BILL WEIR, CNN CHIEF CLIMATE CORRESPONDENT: Well, just the fact he's doing this, John, is such a marked difference from five years ago. This is a congressionally mandated report. 750 scientists, experts, and over a dozen different agencies. Five years ago, the Trump administration put it out on Black Friday, hoping that no one would notice. This administration has built podcasts and websites and you just heard him talk about an interactive map where people can really understand how this is impacting them.
Overall, this report is very stark. It says that the global warming has sped up in the last five years. it's more intense here than the rest of the world. The United States is warming up more. Water is a huge problem, not enough or too much. It is unfair. It is ungodly expensive on the American economy, on productivity, on mental health, on traditions from fishing to winter sports. All of these things are slowly going away even though the cheapest forms of energy man has ever known right now are solar and battery or onshore wind.
But the richest companies, multinational corporations in human history, ExxonMobil, Saudi Aramco and others show no signs of changing their business model. So, right now it's sort of a fight between invested interests and a cleaner future right now.
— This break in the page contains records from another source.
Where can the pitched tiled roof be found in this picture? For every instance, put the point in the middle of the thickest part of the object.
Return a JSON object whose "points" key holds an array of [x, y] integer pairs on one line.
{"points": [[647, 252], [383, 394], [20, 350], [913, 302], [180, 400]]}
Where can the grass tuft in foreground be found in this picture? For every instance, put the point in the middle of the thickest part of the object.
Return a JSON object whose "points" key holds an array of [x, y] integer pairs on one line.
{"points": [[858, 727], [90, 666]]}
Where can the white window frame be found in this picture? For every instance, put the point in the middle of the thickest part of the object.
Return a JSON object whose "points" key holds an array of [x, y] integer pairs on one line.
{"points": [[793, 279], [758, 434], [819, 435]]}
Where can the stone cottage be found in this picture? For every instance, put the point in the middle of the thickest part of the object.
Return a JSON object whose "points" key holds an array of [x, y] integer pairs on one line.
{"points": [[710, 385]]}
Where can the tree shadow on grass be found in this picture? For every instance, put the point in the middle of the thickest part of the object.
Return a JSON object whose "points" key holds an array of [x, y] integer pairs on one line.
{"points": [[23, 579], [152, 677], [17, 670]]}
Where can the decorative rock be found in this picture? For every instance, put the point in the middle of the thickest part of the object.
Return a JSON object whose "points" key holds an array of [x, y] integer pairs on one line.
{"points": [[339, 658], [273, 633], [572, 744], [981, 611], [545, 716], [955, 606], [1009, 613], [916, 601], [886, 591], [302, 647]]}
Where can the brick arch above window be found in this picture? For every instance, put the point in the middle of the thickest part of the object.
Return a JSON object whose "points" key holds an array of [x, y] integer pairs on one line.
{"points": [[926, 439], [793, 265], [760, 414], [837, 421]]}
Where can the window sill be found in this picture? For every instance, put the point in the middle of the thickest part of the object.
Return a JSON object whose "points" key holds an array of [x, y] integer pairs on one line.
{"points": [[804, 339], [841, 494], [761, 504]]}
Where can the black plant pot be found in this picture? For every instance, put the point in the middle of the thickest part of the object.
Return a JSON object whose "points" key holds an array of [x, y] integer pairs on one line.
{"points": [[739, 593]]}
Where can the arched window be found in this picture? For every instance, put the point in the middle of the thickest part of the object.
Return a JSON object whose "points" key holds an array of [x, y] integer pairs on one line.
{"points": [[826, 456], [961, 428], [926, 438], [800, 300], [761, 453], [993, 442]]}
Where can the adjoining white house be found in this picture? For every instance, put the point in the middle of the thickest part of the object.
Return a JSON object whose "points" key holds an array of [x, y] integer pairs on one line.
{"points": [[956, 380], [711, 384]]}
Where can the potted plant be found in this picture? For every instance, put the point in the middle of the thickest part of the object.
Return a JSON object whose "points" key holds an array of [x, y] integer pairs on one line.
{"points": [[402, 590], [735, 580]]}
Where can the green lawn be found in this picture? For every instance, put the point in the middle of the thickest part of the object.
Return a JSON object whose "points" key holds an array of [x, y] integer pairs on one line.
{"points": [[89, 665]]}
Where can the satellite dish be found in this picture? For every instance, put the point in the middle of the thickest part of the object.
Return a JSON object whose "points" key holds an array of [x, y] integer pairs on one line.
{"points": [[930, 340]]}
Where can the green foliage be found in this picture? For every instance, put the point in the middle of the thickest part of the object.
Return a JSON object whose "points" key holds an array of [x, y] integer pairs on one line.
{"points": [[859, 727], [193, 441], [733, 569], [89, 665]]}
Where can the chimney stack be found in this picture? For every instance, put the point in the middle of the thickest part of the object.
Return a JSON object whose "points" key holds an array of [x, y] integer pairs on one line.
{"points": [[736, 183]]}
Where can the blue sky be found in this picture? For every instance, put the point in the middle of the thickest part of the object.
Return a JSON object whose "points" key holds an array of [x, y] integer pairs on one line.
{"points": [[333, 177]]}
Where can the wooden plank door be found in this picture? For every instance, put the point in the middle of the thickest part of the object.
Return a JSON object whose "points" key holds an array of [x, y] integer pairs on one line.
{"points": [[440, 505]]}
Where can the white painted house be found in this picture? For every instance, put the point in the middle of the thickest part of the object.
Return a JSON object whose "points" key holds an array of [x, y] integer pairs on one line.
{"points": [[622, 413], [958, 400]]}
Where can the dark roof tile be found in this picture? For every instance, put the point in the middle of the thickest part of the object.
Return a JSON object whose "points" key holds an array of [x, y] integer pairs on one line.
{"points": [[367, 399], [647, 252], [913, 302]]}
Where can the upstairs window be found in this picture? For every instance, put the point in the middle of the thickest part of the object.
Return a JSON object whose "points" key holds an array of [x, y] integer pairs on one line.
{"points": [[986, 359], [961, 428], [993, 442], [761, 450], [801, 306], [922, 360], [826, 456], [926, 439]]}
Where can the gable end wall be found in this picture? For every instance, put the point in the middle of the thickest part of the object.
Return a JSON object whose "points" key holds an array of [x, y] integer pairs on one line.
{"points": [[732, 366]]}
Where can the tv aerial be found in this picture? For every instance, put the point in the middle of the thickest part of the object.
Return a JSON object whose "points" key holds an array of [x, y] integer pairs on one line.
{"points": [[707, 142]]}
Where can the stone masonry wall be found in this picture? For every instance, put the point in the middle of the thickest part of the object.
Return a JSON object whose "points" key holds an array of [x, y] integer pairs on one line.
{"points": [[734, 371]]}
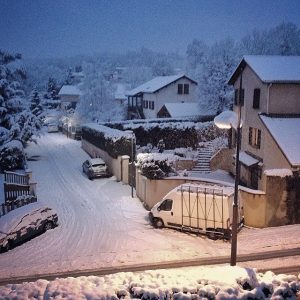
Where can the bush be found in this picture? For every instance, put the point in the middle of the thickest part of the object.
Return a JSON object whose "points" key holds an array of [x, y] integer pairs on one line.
{"points": [[12, 156], [156, 165], [113, 141]]}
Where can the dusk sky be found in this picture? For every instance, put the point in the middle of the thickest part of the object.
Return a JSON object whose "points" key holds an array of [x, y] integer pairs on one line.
{"points": [[58, 28]]}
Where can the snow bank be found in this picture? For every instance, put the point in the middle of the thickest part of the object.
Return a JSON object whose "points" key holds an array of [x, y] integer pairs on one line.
{"points": [[278, 172], [186, 283]]}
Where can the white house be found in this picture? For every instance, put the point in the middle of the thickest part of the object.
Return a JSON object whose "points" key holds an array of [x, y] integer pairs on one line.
{"points": [[146, 100]]}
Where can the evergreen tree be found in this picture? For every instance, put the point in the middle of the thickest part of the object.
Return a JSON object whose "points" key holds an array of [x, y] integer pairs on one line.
{"points": [[36, 103], [17, 124]]}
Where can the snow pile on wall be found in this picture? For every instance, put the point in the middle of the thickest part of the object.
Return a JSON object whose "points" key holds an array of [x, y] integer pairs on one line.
{"points": [[186, 283], [113, 134], [156, 165], [278, 172]]}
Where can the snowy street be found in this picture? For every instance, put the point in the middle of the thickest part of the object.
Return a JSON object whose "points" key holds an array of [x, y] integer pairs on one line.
{"points": [[100, 225]]}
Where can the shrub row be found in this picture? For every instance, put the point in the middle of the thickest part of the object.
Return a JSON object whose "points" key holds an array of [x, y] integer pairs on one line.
{"points": [[113, 141], [174, 134]]}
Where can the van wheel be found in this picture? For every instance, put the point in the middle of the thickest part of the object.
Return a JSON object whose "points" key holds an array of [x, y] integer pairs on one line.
{"points": [[48, 226], [158, 223]]}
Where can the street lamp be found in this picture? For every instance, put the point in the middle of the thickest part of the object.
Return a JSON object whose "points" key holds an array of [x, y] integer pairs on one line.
{"points": [[227, 120], [132, 158]]}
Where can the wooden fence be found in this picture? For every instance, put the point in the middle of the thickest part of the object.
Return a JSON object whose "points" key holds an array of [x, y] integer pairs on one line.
{"points": [[17, 192], [13, 204], [12, 177]]}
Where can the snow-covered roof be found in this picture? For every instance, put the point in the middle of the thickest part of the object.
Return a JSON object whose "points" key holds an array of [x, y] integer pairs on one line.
{"points": [[271, 68], [120, 92], [247, 159], [69, 90], [156, 84], [186, 109], [286, 132]]}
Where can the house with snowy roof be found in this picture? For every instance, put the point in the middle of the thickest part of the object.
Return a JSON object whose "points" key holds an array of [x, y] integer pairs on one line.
{"points": [[270, 113], [147, 100], [69, 95]]}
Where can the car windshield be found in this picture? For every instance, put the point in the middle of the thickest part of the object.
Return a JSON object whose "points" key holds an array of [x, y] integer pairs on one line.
{"points": [[98, 165]]}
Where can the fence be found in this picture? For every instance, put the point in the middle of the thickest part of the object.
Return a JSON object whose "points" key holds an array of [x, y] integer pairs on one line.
{"points": [[13, 204], [18, 191], [12, 177]]}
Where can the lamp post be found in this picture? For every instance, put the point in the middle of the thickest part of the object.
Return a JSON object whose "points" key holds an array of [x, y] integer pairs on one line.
{"points": [[132, 158], [227, 120]]}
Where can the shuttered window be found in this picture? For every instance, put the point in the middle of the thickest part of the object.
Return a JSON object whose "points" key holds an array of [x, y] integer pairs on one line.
{"points": [[255, 137], [180, 89], [237, 95]]}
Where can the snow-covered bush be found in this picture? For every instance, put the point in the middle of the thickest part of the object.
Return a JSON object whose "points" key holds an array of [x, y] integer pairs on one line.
{"points": [[156, 165], [179, 134], [12, 156], [113, 141]]}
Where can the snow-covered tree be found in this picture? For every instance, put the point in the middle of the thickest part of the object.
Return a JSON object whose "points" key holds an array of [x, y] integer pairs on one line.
{"points": [[17, 123], [215, 93], [196, 53], [284, 39]]}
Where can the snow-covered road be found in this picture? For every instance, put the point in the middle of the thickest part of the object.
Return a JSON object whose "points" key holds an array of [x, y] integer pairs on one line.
{"points": [[100, 225]]}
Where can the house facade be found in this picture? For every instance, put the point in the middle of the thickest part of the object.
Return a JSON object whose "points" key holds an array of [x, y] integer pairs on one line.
{"points": [[146, 100], [69, 96], [270, 114]]}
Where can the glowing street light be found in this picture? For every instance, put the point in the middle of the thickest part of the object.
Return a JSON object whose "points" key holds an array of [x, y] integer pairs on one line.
{"points": [[227, 120]]}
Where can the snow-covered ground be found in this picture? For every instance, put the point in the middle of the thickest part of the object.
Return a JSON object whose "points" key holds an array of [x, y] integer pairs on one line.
{"points": [[178, 284], [100, 225]]}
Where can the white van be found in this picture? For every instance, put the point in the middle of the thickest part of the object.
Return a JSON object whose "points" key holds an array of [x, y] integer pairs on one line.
{"points": [[198, 208]]}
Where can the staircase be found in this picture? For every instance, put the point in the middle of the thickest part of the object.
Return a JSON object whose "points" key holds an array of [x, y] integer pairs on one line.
{"points": [[204, 156]]}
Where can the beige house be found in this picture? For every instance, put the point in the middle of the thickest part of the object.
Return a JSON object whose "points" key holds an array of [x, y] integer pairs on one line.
{"points": [[69, 95], [270, 113], [146, 100]]}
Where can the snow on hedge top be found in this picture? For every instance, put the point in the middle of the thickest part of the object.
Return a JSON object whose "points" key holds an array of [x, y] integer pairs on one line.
{"points": [[286, 132], [279, 172], [69, 90], [110, 133], [154, 84], [275, 68], [11, 221], [177, 110]]}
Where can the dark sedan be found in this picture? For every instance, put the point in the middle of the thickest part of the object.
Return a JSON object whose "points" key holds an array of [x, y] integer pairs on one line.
{"points": [[24, 223]]}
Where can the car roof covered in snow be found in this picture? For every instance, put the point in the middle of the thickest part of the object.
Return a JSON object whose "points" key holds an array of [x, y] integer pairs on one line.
{"points": [[12, 219], [96, 161], [157, 83]]}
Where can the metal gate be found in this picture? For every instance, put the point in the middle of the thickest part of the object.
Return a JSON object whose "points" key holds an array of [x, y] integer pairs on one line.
{"points": [[205, 210]]}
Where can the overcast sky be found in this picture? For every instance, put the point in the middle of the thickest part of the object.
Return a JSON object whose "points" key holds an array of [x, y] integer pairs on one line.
{"points": [[57, 28]]}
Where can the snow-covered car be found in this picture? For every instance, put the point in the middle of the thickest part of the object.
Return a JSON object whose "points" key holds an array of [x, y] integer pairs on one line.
{"points": [[52, 128], [24, 223], [95, 167]]}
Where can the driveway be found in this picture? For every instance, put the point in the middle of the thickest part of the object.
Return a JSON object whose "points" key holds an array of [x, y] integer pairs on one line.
{"points": [[100, 225]]}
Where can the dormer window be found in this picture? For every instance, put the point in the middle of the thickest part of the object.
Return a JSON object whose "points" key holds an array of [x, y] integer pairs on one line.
{"points": [[183, 89]]}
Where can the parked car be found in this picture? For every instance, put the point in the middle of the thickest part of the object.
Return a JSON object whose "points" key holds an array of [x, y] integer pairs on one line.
{"points": [[95, 167], [52, 128], [24, 223]]}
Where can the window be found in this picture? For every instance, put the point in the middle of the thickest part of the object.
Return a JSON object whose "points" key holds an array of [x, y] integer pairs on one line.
{"points": [[237, 95], [255, 137], [256, 98], [186, 88], [166, 205], [151, 105], [180, 89]]}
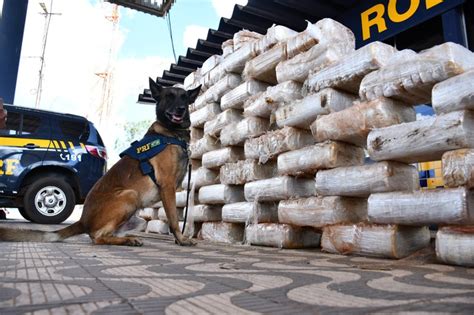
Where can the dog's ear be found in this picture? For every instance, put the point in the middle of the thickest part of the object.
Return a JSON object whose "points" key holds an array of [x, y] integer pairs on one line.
{"points": [[154, 88], [192, 94]]}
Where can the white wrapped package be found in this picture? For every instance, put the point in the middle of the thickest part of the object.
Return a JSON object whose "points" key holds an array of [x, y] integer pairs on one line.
{"points": [[214, 127], [221, 194], [458, 168], [181, 198], [208, 112], [250, 212], [222, 232], [217, 158], [206, 213], [361, 181], [321, 211], [279, 188], [281, 236], [318, 57], [301, 113], [236, 97], [196, 134], [237, 133], [203, 145], [347, 73], [201, 177], [244, 37], [354, 123], [325, 155], [210, 63], [158, 227], [425, 207], [454, 94], [271, 144], [262, 105], [275, 35], [235, 62], [423, 140], [388, 241], [246, 171], [227, 47], [411, 80], [215, 92], [455, 245], [162, 214]]}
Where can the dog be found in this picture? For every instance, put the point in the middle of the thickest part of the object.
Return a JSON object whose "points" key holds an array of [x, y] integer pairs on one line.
{"points": [[124, 189]]}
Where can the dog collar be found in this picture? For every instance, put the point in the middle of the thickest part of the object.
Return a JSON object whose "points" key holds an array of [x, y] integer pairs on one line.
{"points": [[148, 147]]}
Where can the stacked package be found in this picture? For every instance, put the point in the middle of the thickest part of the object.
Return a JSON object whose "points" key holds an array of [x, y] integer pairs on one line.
{"points": [[440, 76]]}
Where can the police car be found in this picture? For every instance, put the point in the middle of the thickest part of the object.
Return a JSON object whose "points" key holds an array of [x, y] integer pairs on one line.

But really, this administration really leaning into this and really the most robust way we've ever seen right now.
And now putting some money behind updating the electrical grid, which is this creaky big Rube Goldberg machine, the biggest machine, really, in the world that somehow works, it needs to be modernized as well. As well as helping out communities that have the smallest carbon footprint, but are suffering the most, tribes and communities of color, those sorts. So, funding for those as well.
BERMAN: Yes, if there is anything that needs an investment, the electrical grid, as you said, this Rube Goldberg construction there, it's a miracle it works at all. Bill Weir, great to have you. Thank you very much.
We got a lot of news developing. We'll be right back.
(COMMERCIAL BREAK)
[10:55:00]
WHITFIELD: The federal trial of the man charged with attacking Former House Speaker Nancy Pelosi's husband resumes this morning in California. Yesterday, Paul Pelosi told a jury for the first time the horror he felt when he was struck in the head with a hammer inside his own home. He also talked about the moment of despair before police arrived.
CNN's Veronica Miracle joins us now. Veronica, Pelosi went into great detail about all that he experienced.
VERONICA MIRACLE, CNN CORRESPONDENT: Fredricka, he really did. And this was the first time that he had publicly spoken about his -- about the attack on him. In fact, he said that, outside of speaking with prosecutors and investigators at his bedside in the hospital, he hasn't talked to anybody about the very traumatizing moments when he was attacked and all of the details leading up to it. He hasn't seen any of the video that was released back in January, the body camera video or the 9-1-1 calls. He didn't want to relive it.
He also told his family members not to do so. He didn't want them to be traumatized. But he did go in great detail during his testimony. And he actually seemed quite jovial. He was making jokes. He didn't seem emotional, and he was able to take the jury step by step through exactly what happened.
He said, he was incredibly shocked when he woke up in the middle of the night and he saw the suspect, David DePape, standing near his bedside. He said, he recognized that somebody had broken into his home and it was looking at him with a hammer and ties. And he recognized that he was in serious danger, so he tried to stay as calm as possible.
Throughout the ordeal, he said he was just trying to negotiate with DePape, trying to slowly get out of the room and stay calm. He was eventually able to get to his cell phone and call 9-1-1, and subtly tell a dispatcher that he needed help.
Throughout this process. He said that DePape was telling him he was looking for Nancy Pelosi, his wife. That she was the leader of the pack.